Ahead of the opening of ”The Painkiller” this evening, Michael Coveney expounds the joy of farce
Donald Sinden always used to say that playing tragedy is easier than playing farce, and every funny playwright worth his or her salt knows that comedy is a very serious business. So, aside from any merits as a production, Kenneth Branagh‘s resurrection of a 1969 French farce (Le Contrat is re-titled The Painkiller in Sean Foley‘s translation) at the Garrick Theatre is of great dramaturgical interest: does farce have the capacity to address current, or even perennial, anxieties and obsessions, or must it be stuck in a historical rut of Feydeau and Ray Cooney?
The two most broadly funny and farcical plays of recent years have been Michael Frayn‘s Noises Off and Richard Bean‘s One Man, Two Guvnors. The first is largely about things going wrong in the theatre, but not just about that; The Play That Goes Wrong is not all that funny after five minutes because it is just about that. And Bean’s One Man, loosely based on Goldoni’s A Servant of Two Masters, examines the intricacies of humiliation and crossed purposes in a clearly defined, but nostalgically idealised, social milieu.
Farce is generally, and wrongly, thought to be less of a bona fide genre than civilised, literate comedy or impassioned drama.
The same was true of the joyous rediscovery of Marc Camoletti’s Boeing-Boeing a few years ago, in which Mark Rylance and Roger Allam gave impeccable and – here’s the rub – gloriously unexpected performances in a sex farce with air stewardesses. This play was once the most performed French play in the world (maybe it still is). And Matthew Warchus‘s production depended for its success on the symbiotic comic relationship of Rylance and Allam, just as Donald Sinden and Michael Williams hilariously echoed their RSC King Lear and Fool double act in Cooney’s Two Into One and, without pre-empting tomorrow’s reviews, Branagh and Rob Brydon interact in The Painkiller.
Nowadays you might want to know why farce isn’t usually the chosen territory of female playwrights, or why the discomfiture of women isn’t as funny as that of men in what used to be quaintly called the battle of the sexes. It just isn’t. But farce can deal with serious issues (excluding child abuse and genocide, probably) as Bill Morrison and Richard Bean have demonstrated in, respectively, Flying Blind and The Big Fellah, both about IRA terrorism. As Bean famously remarked, you can make jokes about anything.

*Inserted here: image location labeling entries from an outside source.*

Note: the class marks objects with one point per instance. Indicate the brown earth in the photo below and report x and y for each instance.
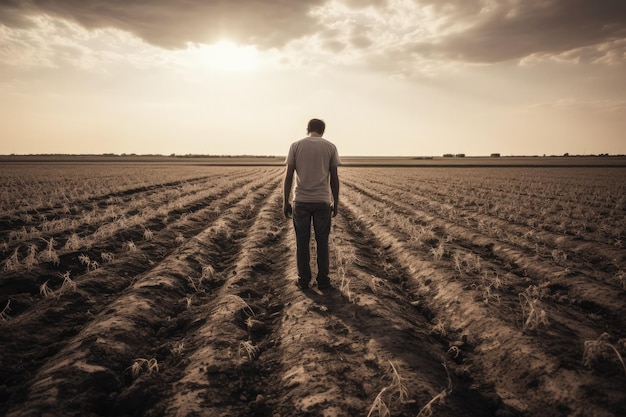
(447, 301)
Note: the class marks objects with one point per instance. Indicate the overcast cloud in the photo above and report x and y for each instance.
(459, 30)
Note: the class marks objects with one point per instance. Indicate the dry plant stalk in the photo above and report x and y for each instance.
(246, 347)
(532, 314)
(141, 364)
(3, 314)
(395, 390)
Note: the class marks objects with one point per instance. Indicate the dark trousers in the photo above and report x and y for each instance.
(320, 214)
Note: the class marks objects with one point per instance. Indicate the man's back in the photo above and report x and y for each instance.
(312, 158)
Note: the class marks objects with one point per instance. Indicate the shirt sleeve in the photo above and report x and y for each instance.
(291, 156)
(334, 158)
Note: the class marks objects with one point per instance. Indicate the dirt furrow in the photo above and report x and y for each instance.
(227, 363)
(104, 354)
(500, 352)
(494, 258)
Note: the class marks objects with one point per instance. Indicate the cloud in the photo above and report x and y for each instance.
(174, 24)
(511, 30)
(397, 36)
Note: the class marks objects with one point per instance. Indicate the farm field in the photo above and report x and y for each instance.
(155, 289)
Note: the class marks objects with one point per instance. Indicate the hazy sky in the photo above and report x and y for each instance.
(398, 77)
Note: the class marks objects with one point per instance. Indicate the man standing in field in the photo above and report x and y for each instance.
(316, 197)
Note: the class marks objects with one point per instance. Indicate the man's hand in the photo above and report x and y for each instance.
(287, 210)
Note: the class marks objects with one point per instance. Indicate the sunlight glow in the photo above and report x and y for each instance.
(225, 56)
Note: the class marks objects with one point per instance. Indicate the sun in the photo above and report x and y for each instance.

The joy of farce, and its secret, lies in the mechanical deployment of a situation people would like to escape from. And herein lies its profundity, too: the identification we make with characters acting naturally in desperate circumstances; or, conversely, acting desperately in natural circumstances. And the great conspiracy between actors and audiences is that the people to whom these things are happening simply don’t know how funny they are. As the plot boils over in Two Into One, the hotel manager declares censoriously, and riotously, that "There is far too much sex going on in this hotel, and I’m not having any of it."
Laughter is the great purgative in theatre, as potent a catharsis as the climactic horrors in Greek tragedy or the multiple resolutions in Shakespeare’s comedies and romances. And yet farce is generally, and wrongly, thought to be less of a bona fide genre than civilised, literate comedy or impassioned, dogmatic drama. The same thing applies in musical theatre, where opera snobs will turn up their noses at Andrew Lloyd Webber and Les Miserables while booking tickets for Puccini and Philip Glass at the opera houses.
The fallacy of these distinctions was once wryly exposed by Alan Bennett at an awards ceremony when Alan Ayckbourn won the best play gong and Bennett the best comedy. He said that, while Ayckbourn may well have written the better play, he at least could console himself with having written the funnier one. And, given the choice, which would you prefer?
In Branagh’s wonderful ongoing season at the Garrick, we have enjoyed a superlative production of a masterpiece, The Winter’s Tale. But you’ll probably laugh a whole lot more at The Painkiller and, when you sit down later and think about it, you may not want to trade one experience for the other, or even consider that Branagh has sullied his reputation as a Shakespearean by exiting the comfort zone he patrolled as a superb Leontes to inhabit the more unexpected and challenging one of a bovine assassin in The Painkiller.